The updated edition of Dana Gluckstein’s iconic book, DIGNITY: In Honor of the Rights of Indigenous Peoples, provides urgency and a contemporary focus to the worldwide anti-racism movement in which DIGNITY continues to play an important part. It includes new images of Native Americans and Moroccan Berbers as well as a new epilogue from Amnesty International, “Freedom from Violence” calling for the United States to take action against rape and assault of Native American and Alaskan Native women.
The first edition of DIGNITY, a three-time winner of the International Photography Awards, helped create a turning point for the Obama administration to adopt the UN Declaration on the Rights of Indigenous Peoples – a historic milestone – in association with Amnesty International for their 50th anniversary.
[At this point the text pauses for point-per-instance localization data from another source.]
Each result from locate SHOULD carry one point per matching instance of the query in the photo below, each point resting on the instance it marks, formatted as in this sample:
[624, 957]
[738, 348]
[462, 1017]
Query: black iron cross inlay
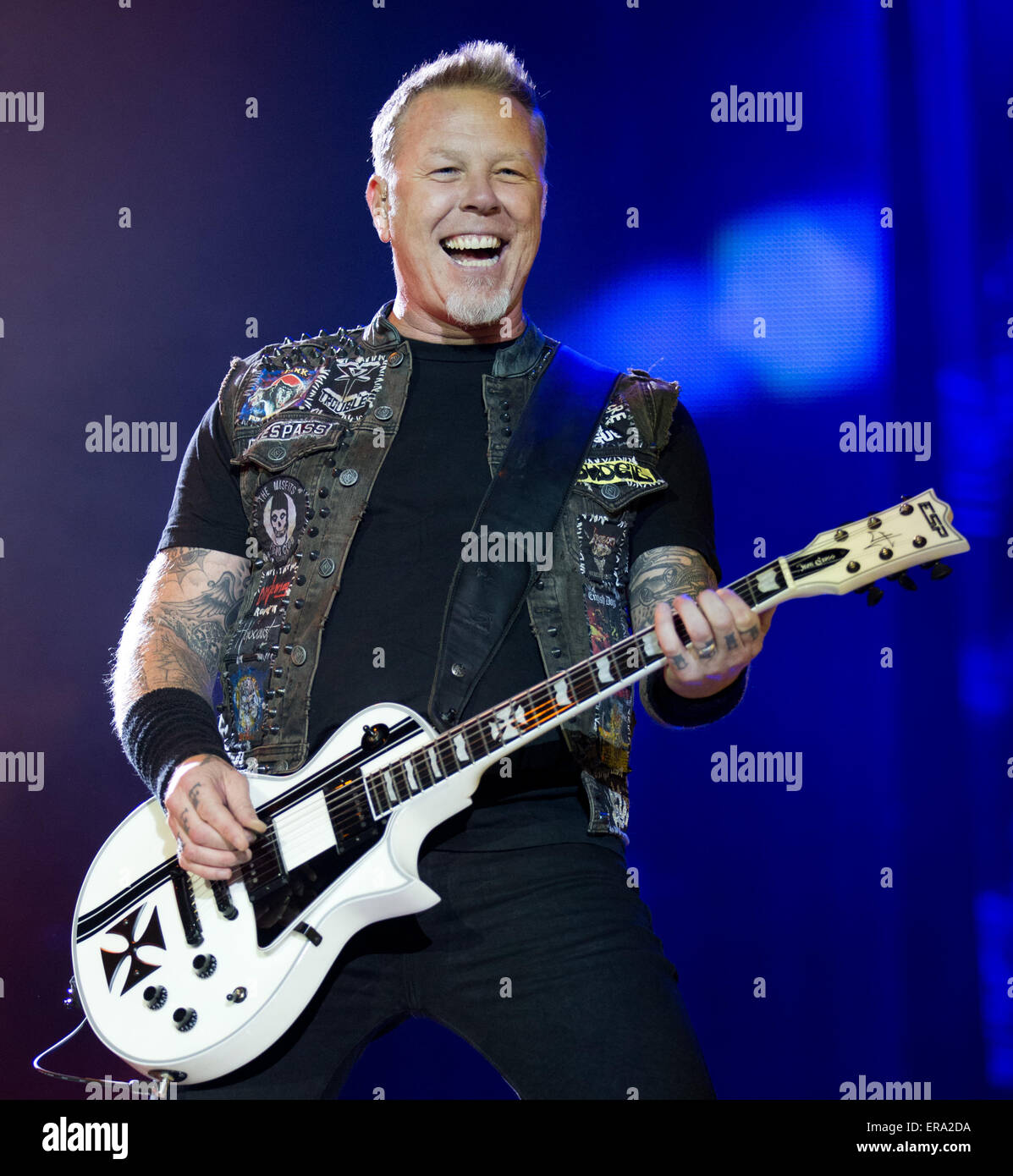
[152, 937]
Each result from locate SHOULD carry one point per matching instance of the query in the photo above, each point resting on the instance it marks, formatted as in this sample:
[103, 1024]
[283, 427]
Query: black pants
[542, 959]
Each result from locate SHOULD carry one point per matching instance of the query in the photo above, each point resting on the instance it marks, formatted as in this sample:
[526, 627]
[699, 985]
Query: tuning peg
[874, 594]
[904, 580]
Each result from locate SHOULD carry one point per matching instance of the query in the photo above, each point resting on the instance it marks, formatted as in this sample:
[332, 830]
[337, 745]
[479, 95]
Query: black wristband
[674, 711]
[163, 728]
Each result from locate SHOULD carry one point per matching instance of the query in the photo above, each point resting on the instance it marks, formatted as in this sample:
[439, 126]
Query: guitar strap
[548, 448]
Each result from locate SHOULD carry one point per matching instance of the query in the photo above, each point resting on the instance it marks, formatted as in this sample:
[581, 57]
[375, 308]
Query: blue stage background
[874, 244]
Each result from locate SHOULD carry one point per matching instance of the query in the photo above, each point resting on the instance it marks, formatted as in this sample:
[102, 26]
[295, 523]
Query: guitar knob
[184, 1019]
[154, 997]
[204, 965]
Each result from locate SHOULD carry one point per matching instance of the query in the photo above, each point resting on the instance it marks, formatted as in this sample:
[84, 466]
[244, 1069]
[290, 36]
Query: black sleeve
[683, 515]
[207, 507]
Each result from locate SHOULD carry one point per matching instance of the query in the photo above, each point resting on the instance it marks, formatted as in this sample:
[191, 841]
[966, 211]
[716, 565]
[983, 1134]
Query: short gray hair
[482, 65]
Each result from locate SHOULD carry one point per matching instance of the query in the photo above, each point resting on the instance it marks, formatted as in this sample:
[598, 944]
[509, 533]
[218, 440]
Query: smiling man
[394, 443]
The UN Declaration, whose full text is reproduced in DIGNITY, is the most comprehensive global statement of the measures every government must enact to ensure the survival and well-being of Indigenous Peoples. It has empowered a worldwide movement of Indigenous Peoples to assert stewardship of the land, air, and water.
Gluckstein spent three decades in the Americas, Africa, Asia, and the Pacific creating more than 100 black-and-white, duotone portraits that appear in DIGNITY and express the theme of “tribes in transition.” In the decade since DIGNITY first appeared, Gluckstein’s concerns over the treatment of Indigenous Peoples and her commitment to fighting on their behalf have only intensified. “DIGNITY is a call to action against racism,” states Gluckstein. In the book’s introduction, Native American Faithkeeper Oren R. Lyons reveals the roots of racism in the medieval Catholic Church and its Doctrine of Discovery that condemned Indigenous Peoples as subhuman to be treated like animals – the justification for their conquerors to steal land and enslave the inhabitants.